[omniORB] Py_ServantLocator Core Dump

Gary Pennington Gary.Pennington@uk.sun.com
Mon, 18 Sep 2000 18:55:35 +0100


Hi,

I've done some more investigating, still no debug build unfortunately, but I
have got some information.

I tried replacing my postinvoke method with a simple pass, e.g.

    def postinvoke(self, oid, poa, operation, cookie, serv):
        #For certain operations, we need to persist changes to the servant
        #Again use the factory to do this
        if operation in self.persistList:
            log("postinvoke: Persisting servant for "+str(oid))
            self.factory.persist(serv)

was converted into

    def postinvoke(self, oid, poa, operation, cookie, serv):
        pass


I then repeated my tests very many times. When I use the pass implementation
I never get a single core dump. However as soon as I revert to the original
implementation the core dumps resume.

The persist method takes quite a long time, could there be a race condition
somewhere that is being triggered by the comparatively long time spent in
postinvoke?

Some explanation.

Most operations on the objects accessed do not need to be persisted, ie they
do not change the state of the object. However, some operations do require
persistence and I thought it would be neat to have the postinvoke check to
see if persisting the state of the servant was required. It would appear that
this is
causing problems, as anyone any idea why?

More information

self.factory.persist is locked on entry and released on termination.
I mess around with serv state using __getstate__ to copy the serv dict object
and delete the "__omni_svt" entry from the copied dictionary.

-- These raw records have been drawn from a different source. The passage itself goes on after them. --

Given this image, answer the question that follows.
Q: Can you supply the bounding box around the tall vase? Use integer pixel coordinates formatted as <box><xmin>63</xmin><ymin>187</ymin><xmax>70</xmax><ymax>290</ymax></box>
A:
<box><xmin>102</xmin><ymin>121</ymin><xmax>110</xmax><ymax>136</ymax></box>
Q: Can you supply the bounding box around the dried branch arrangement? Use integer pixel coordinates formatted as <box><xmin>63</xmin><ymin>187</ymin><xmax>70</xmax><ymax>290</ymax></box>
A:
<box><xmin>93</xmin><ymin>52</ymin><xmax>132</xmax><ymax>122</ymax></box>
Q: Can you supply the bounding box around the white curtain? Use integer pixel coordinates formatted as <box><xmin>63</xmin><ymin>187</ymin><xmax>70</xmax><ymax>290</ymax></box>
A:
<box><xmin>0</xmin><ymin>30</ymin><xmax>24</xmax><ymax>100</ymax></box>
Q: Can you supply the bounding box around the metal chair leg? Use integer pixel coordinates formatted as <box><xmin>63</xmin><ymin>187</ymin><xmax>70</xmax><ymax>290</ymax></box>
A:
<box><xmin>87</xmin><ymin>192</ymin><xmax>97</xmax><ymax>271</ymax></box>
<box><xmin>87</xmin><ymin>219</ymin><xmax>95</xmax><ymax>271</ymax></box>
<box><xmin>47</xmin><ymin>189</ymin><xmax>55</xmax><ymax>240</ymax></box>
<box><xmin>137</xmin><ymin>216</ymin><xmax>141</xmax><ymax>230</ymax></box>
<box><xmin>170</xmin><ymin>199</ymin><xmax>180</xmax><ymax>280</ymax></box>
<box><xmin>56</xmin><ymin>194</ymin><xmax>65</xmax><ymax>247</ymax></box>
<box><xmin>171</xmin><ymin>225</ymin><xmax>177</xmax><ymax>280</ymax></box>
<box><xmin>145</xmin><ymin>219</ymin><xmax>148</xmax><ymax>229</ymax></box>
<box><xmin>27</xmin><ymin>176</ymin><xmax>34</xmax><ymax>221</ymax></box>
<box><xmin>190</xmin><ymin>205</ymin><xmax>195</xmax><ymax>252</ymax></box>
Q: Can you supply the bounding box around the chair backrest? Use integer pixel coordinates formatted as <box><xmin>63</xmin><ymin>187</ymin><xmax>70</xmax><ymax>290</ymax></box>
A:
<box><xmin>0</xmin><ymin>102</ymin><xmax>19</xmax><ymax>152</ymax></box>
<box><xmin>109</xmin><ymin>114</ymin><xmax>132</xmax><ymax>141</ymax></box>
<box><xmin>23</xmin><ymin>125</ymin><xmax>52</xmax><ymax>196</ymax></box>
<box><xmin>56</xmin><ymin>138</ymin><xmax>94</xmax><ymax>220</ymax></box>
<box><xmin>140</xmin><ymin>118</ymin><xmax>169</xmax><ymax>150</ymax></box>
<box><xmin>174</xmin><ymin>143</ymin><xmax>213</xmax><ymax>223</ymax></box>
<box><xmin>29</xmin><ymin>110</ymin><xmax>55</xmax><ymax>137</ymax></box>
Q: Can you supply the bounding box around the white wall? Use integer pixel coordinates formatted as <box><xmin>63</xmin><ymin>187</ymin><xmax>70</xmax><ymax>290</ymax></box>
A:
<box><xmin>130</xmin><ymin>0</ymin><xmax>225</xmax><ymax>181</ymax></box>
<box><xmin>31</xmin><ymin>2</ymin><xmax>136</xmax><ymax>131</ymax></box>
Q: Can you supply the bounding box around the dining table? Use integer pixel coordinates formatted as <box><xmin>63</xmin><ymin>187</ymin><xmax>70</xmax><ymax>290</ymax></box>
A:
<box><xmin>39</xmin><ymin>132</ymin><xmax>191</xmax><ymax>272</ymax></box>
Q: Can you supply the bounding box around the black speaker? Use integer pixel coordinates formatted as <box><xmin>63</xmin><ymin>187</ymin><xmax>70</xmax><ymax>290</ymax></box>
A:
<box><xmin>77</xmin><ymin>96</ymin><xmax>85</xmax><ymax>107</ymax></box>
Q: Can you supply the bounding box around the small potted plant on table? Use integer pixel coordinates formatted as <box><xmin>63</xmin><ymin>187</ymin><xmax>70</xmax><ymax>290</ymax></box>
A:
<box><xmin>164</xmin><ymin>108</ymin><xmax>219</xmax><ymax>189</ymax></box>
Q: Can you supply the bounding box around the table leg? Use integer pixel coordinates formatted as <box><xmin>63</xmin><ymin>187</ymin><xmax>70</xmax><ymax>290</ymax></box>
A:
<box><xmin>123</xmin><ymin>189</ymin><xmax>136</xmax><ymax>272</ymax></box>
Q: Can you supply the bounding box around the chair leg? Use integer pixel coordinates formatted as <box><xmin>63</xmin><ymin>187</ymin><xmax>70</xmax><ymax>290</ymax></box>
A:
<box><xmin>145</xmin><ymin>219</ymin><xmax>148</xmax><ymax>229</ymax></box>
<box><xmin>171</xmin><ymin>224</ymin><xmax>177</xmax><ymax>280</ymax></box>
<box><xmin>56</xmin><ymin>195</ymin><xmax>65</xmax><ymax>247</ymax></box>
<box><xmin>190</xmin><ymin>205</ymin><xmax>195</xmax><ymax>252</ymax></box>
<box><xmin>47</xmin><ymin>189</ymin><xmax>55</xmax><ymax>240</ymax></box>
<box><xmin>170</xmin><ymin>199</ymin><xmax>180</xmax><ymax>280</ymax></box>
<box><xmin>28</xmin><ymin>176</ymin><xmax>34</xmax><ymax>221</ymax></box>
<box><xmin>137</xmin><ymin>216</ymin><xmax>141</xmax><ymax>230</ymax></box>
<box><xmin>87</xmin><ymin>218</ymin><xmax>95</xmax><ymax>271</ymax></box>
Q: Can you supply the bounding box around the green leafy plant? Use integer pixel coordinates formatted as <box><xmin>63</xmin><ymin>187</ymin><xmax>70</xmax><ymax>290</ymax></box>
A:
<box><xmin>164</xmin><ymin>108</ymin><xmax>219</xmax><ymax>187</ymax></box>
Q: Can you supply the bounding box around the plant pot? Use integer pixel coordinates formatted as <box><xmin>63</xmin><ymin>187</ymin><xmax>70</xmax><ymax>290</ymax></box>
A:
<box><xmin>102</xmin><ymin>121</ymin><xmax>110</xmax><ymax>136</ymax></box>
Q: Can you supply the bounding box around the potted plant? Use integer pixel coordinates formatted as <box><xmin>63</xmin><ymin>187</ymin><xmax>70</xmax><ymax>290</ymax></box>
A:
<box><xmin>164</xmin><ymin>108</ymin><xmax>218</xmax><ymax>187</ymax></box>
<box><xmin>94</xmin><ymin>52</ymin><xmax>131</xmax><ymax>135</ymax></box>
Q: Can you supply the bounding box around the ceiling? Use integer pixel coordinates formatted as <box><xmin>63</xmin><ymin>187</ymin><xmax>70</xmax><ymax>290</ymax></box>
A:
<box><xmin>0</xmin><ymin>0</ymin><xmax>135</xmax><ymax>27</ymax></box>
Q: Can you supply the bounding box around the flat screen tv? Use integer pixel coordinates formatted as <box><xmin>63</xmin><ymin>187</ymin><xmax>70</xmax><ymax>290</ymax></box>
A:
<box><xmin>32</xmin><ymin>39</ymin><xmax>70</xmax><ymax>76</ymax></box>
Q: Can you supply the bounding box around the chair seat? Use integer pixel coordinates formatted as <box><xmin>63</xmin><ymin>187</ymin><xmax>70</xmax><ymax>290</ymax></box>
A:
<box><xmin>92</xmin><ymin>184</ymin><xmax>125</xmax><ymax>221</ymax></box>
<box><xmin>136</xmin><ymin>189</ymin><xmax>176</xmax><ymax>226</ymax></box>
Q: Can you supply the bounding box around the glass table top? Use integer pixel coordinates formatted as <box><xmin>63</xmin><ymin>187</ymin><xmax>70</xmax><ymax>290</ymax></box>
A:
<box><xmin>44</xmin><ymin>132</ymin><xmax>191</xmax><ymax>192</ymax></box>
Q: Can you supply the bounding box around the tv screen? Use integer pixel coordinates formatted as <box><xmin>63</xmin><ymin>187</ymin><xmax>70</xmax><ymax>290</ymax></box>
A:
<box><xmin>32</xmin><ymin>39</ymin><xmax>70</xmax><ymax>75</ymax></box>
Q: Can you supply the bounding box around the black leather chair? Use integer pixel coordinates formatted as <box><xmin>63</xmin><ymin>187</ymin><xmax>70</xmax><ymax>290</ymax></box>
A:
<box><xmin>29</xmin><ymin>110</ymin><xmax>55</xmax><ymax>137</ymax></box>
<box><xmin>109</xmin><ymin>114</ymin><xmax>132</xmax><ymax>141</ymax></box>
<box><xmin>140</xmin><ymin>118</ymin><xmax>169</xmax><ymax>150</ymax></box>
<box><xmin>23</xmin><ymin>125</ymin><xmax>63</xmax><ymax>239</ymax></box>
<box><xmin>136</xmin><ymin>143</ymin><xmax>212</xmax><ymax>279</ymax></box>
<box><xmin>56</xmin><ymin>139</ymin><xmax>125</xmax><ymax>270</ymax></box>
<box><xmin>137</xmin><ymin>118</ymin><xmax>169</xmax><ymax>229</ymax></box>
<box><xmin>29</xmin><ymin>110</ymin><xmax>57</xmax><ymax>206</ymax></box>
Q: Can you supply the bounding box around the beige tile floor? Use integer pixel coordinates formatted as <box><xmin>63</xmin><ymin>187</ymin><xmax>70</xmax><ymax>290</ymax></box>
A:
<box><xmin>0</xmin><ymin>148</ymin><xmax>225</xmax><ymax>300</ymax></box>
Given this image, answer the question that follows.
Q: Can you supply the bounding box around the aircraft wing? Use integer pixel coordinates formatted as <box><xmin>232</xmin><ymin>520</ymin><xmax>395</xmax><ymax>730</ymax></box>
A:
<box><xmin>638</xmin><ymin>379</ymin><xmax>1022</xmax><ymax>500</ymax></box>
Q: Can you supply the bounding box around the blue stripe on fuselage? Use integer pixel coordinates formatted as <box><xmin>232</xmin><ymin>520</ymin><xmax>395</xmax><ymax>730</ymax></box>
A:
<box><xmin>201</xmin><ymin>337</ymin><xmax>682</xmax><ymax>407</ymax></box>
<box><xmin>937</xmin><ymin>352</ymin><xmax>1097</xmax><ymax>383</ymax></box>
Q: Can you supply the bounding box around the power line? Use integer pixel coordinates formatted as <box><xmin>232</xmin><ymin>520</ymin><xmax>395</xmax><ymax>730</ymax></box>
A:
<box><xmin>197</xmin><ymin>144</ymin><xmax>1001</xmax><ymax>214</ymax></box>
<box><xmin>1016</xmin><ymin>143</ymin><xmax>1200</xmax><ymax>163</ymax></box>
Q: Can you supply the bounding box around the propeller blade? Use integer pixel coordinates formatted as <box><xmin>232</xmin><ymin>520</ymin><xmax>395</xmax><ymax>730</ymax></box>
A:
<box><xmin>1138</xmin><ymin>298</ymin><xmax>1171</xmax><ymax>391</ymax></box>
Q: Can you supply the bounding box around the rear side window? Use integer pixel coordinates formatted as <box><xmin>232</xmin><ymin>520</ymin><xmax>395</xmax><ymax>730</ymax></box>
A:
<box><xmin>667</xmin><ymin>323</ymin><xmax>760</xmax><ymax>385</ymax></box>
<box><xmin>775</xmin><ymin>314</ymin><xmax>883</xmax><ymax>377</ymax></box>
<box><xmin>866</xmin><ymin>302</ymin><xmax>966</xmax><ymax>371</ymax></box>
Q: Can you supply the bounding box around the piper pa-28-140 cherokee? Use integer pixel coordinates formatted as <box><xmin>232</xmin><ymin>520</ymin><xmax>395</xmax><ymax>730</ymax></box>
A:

I guess I can work around this problem by invoking the update directly from
the methods that cause updates, it's just not as elegant. So I would like to
make this approach work if it's possible.

Gary

Gary Pennington wrote:

> Duncan Grisby wrote:
>
> > On Friday 15 September, Gary Pennington wrote:
> >
> > > I have some code which implements the Evictor pattern using Servant
> > > Locators (lifted from Henning/Vinoski and adapted to Python). The
> > > application is multi-threaded and I am using multiple POA and
> > > POAManagers to try and optimize throughput on SMP boxes.
> >
> > It doesn't have anything to do with your core dump, but do you realise
> > that Python has a global interpreter lock?  Only one thread can be
> > executing Python code at a time -- every few bytecode instructions,
> > the interpreter lock is unlocked to switch to a different thread. This
> > means that when your server is running Python code, only one processor
> > will be running at a time. Other processors will still be able to do
> > other omniORB tasks, like the early stages of operation dispatch, so
> > you will still get some advantages from the multiple processors.
>
> I was aware of the Python global lock. I implemented as I did for two
> reasons :-
>
> 1. Maybe in the future this limitation will be removed and my code will
> still be around and will be "ready to go".
> 2. Large parts of the processing are outside of Python, and they can be
> multi-threaded (as you describe above.)
>
> >
> >
> > > When the system is under heavy load, i.e. load testing, I get a core
> > > dump in the server process. The core indicates that the problem arises
> > > in :-
> > >
> > > -----------------  lwp# 12 / thread# 162  --------------------
> > >  ff0afa5c
> > > __0fRPy_ServantLocatorKpostinvokeRC65OPortableServerIObjectIdP65OPorta
> > > bleServerDPOAPCcPvP65OPortableServerLServantBase (36a930, fe00fa3c,
> > > 33fbe0, fe00
> > > fbe4, a087c, 4ba610) + 40
> >
> > I don't know what's going on here. There is very little code in
> > Py_ServantLocator::postinvoke() which isn't calls into other
> > functions. If anything was invalid, I would expect it to coredump in
> > some sub-function. Can you build a version of omniORBpy with debugging
> > information so we can see exactly where the error happens?
>
> I tried, I can't get omniORB to compile on my system. I need to spend more
> time investigating this and will try to put together a debug build next
> week so that I can investigate it thoroughly.
>
> Gary
>
> >
> >
> > Cheers,
> >
> > Duncan.
> >
> > --
> >  -- Duncan Grisby  \  Research Engineer  --
> >   -- AT&T Laboratories Cambridge          --
> >    -- http://www.uk.research.att.com/~dpg1 --